Another interesting factor is the interaction between the specific exposure type and the drug-class whose vulnerability is altered. Although evidence supporting a gateway relationship between alcohol and psychostimulants remains mixed and controversial, the literature supports a relatively consistent association between early alcohol exposure (either adolescent or gestational) and future alcohol consumption (Spear, 2016). The notion of drug–drug specificity applies to other drug classes as well, with studies consistently suggesting that adolescent nicotine exposure sensitizes an individual to psychostimulants, but not alcohol use, while adolescent cannabinoid exposure sensitizes an individual to opioid but not psychostimulant use. These drug–drug interactions are likely driven by the drug’s direct neurobiological effect on neurodevelopmental processes, in addition to interactions with other factors, such as sex, genetic background, and other environmental influences that complicate these associations. Indeed, there is a complex interplay between genetic and environmental influences such that studies of discordant mono and dizygotic twins report that early initiation of alcohol use (and other commonly available drugs) is largely driven by environmental influences in early adolescence with a shift of genetics assuming increased importance across adolescent development (Dick et al, 2016). Recapitulating this complex interaction in animal models is challenging but will provide important neurobiological insights.

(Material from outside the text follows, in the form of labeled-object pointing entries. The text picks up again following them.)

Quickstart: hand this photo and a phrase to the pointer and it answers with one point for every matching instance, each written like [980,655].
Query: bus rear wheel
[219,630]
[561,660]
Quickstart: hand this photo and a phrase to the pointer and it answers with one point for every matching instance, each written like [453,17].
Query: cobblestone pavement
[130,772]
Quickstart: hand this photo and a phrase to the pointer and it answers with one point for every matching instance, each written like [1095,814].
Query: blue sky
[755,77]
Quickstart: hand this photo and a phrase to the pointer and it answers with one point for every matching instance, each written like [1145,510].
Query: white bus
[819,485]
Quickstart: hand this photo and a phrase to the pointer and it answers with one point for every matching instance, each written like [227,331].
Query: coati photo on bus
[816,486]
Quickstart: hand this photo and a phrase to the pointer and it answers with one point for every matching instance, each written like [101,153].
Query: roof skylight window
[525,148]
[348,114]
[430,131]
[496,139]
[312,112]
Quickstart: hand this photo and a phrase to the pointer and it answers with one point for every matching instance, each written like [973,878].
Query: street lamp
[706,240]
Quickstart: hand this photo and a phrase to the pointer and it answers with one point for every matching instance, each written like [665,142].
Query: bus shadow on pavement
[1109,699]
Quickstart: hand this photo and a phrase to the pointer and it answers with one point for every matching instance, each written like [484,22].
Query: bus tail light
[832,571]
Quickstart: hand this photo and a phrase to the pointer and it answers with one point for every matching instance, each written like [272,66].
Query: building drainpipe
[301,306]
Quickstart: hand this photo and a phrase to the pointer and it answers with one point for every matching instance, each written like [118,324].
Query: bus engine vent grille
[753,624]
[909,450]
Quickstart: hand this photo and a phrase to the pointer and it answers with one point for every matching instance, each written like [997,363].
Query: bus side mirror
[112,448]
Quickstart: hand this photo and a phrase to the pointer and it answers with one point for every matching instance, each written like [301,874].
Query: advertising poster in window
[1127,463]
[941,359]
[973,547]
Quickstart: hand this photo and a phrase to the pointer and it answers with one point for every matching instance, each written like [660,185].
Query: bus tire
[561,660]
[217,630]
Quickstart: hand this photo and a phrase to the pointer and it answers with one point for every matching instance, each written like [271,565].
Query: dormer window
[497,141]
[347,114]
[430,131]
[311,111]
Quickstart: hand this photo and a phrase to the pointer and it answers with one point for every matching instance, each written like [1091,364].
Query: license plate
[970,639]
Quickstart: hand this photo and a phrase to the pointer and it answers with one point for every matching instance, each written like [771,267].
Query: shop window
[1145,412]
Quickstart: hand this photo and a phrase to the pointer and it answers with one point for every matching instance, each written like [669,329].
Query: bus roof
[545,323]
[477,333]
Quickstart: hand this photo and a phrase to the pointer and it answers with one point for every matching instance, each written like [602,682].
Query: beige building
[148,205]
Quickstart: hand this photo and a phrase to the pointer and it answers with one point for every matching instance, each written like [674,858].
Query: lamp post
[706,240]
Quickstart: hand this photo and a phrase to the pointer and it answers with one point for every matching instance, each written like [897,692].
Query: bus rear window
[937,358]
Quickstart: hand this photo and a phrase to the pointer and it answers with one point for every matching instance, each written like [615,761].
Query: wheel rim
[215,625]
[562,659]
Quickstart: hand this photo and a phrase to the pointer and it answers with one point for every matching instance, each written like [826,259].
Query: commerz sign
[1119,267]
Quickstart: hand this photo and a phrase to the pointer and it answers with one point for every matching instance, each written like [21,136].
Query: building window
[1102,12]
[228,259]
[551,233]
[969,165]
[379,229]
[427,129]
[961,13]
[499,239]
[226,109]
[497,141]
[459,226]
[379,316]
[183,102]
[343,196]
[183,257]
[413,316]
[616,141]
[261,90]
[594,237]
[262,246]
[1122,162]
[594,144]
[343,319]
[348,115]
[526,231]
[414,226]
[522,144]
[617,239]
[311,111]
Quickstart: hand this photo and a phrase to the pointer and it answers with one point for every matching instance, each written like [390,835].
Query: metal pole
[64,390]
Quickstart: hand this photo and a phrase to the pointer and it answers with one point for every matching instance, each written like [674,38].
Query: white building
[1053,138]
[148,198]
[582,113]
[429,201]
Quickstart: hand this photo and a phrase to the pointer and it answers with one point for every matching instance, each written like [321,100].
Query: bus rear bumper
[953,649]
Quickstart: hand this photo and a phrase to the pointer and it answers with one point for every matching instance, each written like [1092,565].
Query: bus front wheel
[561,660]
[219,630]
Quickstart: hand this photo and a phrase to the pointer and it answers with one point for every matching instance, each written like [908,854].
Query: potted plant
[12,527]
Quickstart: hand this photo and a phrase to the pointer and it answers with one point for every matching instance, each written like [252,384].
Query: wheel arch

Although not addressed in the initial gateway hypothesis landmark study, an increasing effort in the field has been focused on understanding the relevance of sex in addiction vulnerability. In general, human investigations indicate that males are more at risk for substance use disorders even though females are more sensitive to the reinforcing properties of drugs. For instance, it has been reported that adolescent alcohol exposure has a long-term effect into adulthood particularly for females with increased acquisition of cocaine self-administration behavior, but not in males (Mateos-Garcia et al, 2015). The data remains limited to make definitive conclusions regarding gateway-like effects in males and females to help discern sex-dependent relationships in relation to the progression of addiction.

Finally, an intriguing consideration that has come to attention in recent years is the aspect of transgenerational transmission. The possibility that early drug use might alter addiction risk in humans has inspired recent interest about the potential long-lasting impact not only within their lifetime but even across generations. One of the first studies in this regard related to paternal alcohol exposure in which it was demonstrated to influence the adult offspring in regard to their sensitivity (locomotor response) to amphetamine (Abel, 1993). In addition, our lab, which has focused on Δ9-tetrahydrocannabinol (the psychoactive component of cannabis), identified significant cross-generational effects insomuch that parental exposure during adolescence increases the subsequent adult offspring’s heroin self-administration behavior that coincided with disrupted striatal neuroplasticity and epigenetic reprogramming (Szutorisz and Hurd, 2016). Thus, cross-generational gateway-like effects may also be of relevant to understanding the vulnerability of drug addiction seen in adults.

Overall, the concept of the gateway hypothesis has inspired a large body of research, but there remain significant gaps of knowledge before we are able to fully accept or refute the hypothesis. Despite the growing number of published papers relevant to the gateway drug hypothesis, many complex factors still have not been thoroughly addressed to determine causality in animal models even excluding human-specific confounds that impact interpretation such as social, psychological, and legal considerations. As the legality regarding substances of abuse evolve, becoming more relaxed in many jurisdictions, understanding the effect of drug exposure during critical periods of neurodevelopment, particularly adolescence, is essential.

Funding and disclosure

The authors declare no conflict of interest.